I asked about the interior:

The seats are redone to the 69 look, there is badging, sill plates and more.

I have questions in regarding Ram Air and working hood scoops with flaps.

I agree the transformation will have a little resemblance to a Camaro but there is less Camaro look to this than the other cars transformed from it.

This outfit is doing what Pontiac should have, done can't please everyone on the design but so far it looks pretty good to me, price will dictate how serious they are at selling them.


----------



## GTO JUDGE (May 14, 2005)

Latest Correspondence: 

"We plan to have functional Ram Air with working scoops.
The projected cost is in the mid $30's.
We are planning to post more pics in the near future."

I told them to place me on the list for one.
Manual
Carousel Red or close.

Will be selling my '05 when the time comes.

Murphy lives with me..... he is always throwing a curve balls at me, I expect the expected.


----------



## Charged327 (Feb 23, 2009)

Looks like a Camaro to me. I don't think most people would even notice the difference. I'd rather take the extra cash and put it into performance mods. IMHO


----------



## ALKYGTO (Mar 29, 2010)

Trans Am Depot is doing what we all wish GM had done.

I absolutely love the 6T9, they did an excellent job even considering they use an existing platform (and a great one at that) so yeah, if I had the wherewithal, I'd have one sitting next to the Alkygto in my new aircraft hanger garage.

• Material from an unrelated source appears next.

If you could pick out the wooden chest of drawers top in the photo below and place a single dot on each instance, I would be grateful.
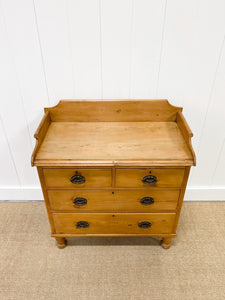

The wife says she wants the new Firehawk.


----------



## crustysack (Oct 5, 2008)

OK after looking at the website I like what they are doing, the price still seems high though, 30000 plus you supply a 30k+ Camaro, you'd think you would get some credit for the whole front clip of the car they are changing anyway. Either way I would like to see one up close


----------



## Indecision (Oct 24, 2010)

crustysack said:


> OK after looking at the website I like what they are doing, the price still seems high though, 30000 plus you supply a 30k+ Camaro, you'd think you would get some credit for the whole front clip of the car they are changing anyway. Either way I would like to see one up close


You do, $940 is stated on the Firehawk conversion data sheet. :rofl: Fair right? I was watching American Chopper and they are building bikes for Trans Am Depot modeling them after the GTO, Trans Am, and something else.


----------



## ALKYGTO (Mar 29, 2010)

There are pics of the completed bikes on TAD's site, looks like Paul Sr. picked up a Bandit T/A while he was there also.

TRANS AM DEPOT : Trans AM Showroom - 2011 GTO "The Judge" : 2011 TransAm Hurst Edition Muscle Car : Paul Sr. Orange County Choppers Car Reveal Boston MA : Custom Cars : Firehawk Tribute : 6t9 Goat : The Judge


----------



## Indecision (Oct 24, 2010)

I clicked the link and didn't take me there. For everyone else, go to newsroom and you'll see the links. I think the bikes turned out well.


----------



## Hot_Rod (Feb 10, 2011)

I'd rather spend 30-40+K$ for a REAL '69 GTO.

If I had the $ and a choice that is. From the front and back it looks awesome, but being a camaro from the side is just meh to me. These cars never resembled an f-body... (the new camaro is not an f-body but you get the idea) They were sort of a luxury car with attitude and MUCH bigger. 

Thats just my way of thinking. If I had to cash to throw around, sure I'd take one.. I'd rather have an original though.


----------



## Indecision (Oct 24, 2010)

I already have my 66, this would make a great DD, lol. I wouldn't do it for a long time though. Too rich for my blood.


----------